Function and mechanism by which interferon regulatory factor-1 inhibits oncogenesis

Abstract

The present review focuses on recent advances in the understanding of the molecular mechnisms by which interferon regulatory factor (IRF)-1 inhibits oncogenesis. IRF-1 is associated with regulation of interferon α and β transcription. In addition, numerous clinical studies have indicated that IRF-1 gene deletion or rearrangement correlates with development of specific forms of human cancer. IRF-1 has been revealed to exhibit marked functional diversity in the regulation of oncogenesis. IRF-1 activates a set of target genes associated with regulation of the cell cycle, apoptosis and the immune response. The role of IRF-1 in the regulation of various types of human tumor has important implications for understanding the susceptibility and progression of cancer. In addition, an improved understanding of the role of IRF-1 in the pathological processes that lead to human malignant diseases may aid development of novel therapeutic strategies.

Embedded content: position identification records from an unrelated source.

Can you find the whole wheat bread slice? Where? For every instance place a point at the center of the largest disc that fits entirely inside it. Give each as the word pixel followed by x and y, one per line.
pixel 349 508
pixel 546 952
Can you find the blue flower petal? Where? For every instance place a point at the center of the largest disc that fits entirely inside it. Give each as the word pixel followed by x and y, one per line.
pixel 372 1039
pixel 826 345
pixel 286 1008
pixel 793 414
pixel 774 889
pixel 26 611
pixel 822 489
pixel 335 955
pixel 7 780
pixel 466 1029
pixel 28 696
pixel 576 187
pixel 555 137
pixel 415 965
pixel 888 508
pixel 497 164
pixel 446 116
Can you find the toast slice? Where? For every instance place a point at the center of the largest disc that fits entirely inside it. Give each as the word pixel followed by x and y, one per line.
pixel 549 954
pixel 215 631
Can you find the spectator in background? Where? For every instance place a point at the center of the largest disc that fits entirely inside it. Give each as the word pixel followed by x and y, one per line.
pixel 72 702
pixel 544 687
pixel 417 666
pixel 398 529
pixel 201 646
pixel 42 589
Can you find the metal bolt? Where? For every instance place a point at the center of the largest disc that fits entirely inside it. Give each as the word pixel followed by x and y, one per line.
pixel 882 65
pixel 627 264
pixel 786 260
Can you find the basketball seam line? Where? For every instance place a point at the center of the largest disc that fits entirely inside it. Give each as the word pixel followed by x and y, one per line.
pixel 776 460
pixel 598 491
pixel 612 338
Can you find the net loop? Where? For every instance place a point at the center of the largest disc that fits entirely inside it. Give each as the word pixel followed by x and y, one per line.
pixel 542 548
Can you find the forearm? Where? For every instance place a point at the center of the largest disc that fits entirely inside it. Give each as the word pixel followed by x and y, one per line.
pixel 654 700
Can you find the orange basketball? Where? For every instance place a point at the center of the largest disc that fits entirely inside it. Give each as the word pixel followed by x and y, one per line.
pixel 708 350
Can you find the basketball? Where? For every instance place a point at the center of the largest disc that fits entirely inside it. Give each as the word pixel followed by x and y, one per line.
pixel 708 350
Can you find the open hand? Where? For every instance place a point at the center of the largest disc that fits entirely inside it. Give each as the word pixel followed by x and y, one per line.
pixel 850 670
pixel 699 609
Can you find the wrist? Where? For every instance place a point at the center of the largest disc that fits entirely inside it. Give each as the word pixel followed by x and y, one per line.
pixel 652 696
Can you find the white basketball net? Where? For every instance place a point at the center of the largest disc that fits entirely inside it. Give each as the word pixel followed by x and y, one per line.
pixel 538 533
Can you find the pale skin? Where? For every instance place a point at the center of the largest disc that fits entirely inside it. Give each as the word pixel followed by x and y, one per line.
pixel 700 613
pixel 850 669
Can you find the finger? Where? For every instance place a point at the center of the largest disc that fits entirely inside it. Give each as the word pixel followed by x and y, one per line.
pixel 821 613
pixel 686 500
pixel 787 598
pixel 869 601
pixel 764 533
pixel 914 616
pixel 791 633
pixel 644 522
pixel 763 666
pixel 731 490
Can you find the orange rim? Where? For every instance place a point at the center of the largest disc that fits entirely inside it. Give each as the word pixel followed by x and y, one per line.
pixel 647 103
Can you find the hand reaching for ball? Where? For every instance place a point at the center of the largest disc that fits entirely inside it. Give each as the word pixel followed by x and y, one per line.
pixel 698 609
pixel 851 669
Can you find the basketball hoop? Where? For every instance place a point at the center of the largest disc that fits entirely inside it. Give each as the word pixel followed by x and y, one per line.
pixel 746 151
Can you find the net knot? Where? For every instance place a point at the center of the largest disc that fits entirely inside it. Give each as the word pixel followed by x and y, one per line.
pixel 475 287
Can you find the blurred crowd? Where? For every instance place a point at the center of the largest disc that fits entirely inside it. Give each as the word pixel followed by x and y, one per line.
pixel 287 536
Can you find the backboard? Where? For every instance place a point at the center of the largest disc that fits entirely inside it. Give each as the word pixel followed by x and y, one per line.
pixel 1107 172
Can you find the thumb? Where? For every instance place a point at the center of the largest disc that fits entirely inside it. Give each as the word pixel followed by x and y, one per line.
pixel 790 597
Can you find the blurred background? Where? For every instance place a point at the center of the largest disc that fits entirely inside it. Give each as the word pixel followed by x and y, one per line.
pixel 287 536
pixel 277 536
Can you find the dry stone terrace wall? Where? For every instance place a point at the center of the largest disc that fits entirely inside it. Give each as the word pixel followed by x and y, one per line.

Keywords: IRF-1; apoptosis; cell cycle; immune response; oncogenesis.

Figure 1.

Structure of IRFs. All IRFs contain an amino-terminal DNA binding domain (DBD) that is characterized by a series of five well-conserved tryptophan-rich repeats (grey) and a regulatory domain (yellow). The DBD forms a helix-turn-helix domain and recognizes a DNA sequence similar to the IFN-stimulated response element. The majority of IRFs also contain an IRF-association domain (IAD) of type 1 (IAD1) or type 2 (IAD2). Specific IRFs contain repression domain(s) (red) and a nuclear-import signal(s) (black). For IRF-1, 3, 5 and 7, the mark of red arrows show that activity depends on phosphorylation. The number of amino acids of each IRF is indicated. IFN, interferon; IRF, IFN regulatory factor.